Tuesday, April 6, 2010

Wed. Section; vulnerability of digital media

“[A]ffordances are all about possibilities for action, which determine how human beings interact with the physical things in their environment. Computer storage media also have their affordances, but as storage in general has become more capacious and less immediately tangible it is easy to overlook them. (USB thumb drives are perhaps the best examples of a recent storage innovation whose affordances have changed the way we interact with data: they are small and light-weight but also rugged, more like an accessory or gear than the flatter, flimsier profile of media like CD-ROMs or disks, whose vulnerable surfaces must be sheltered.)
Attention to the affordances of various kinds of storage media can reveal much about computing in different contexts, allowing us to reconstruct salient aspects of now-obsolete systems and the human practices that attended them” (32).
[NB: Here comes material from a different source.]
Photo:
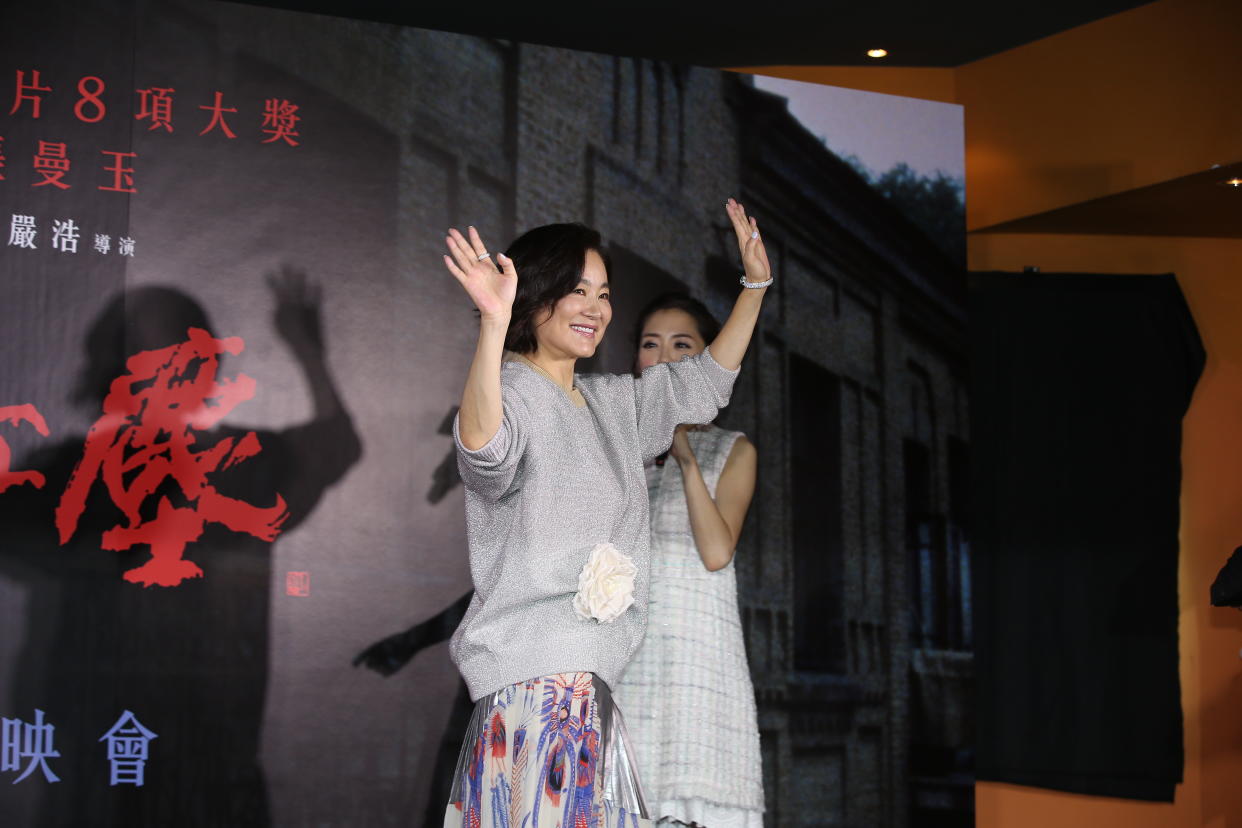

What Kirschenbaum places in parentheses was the most fascinating part about this piece. I am constantly wondering about the enclosures, the houses, the casing of digital media and how this affects our experience or colors it in some way. Before when the disks had “vulnerable surfaces [that] must be sheltered,” did we view digital data/information as vulnerable and something that needed shelter? And furthermore, it seems that we treat hard-drives as “hard” or durable and immortal, but they crash. And when they crash, we “lose” everything and perhaps we’ll buy a backup hard-drive. So I’m interested in our interaction with digital media as we think (or not think) about its container.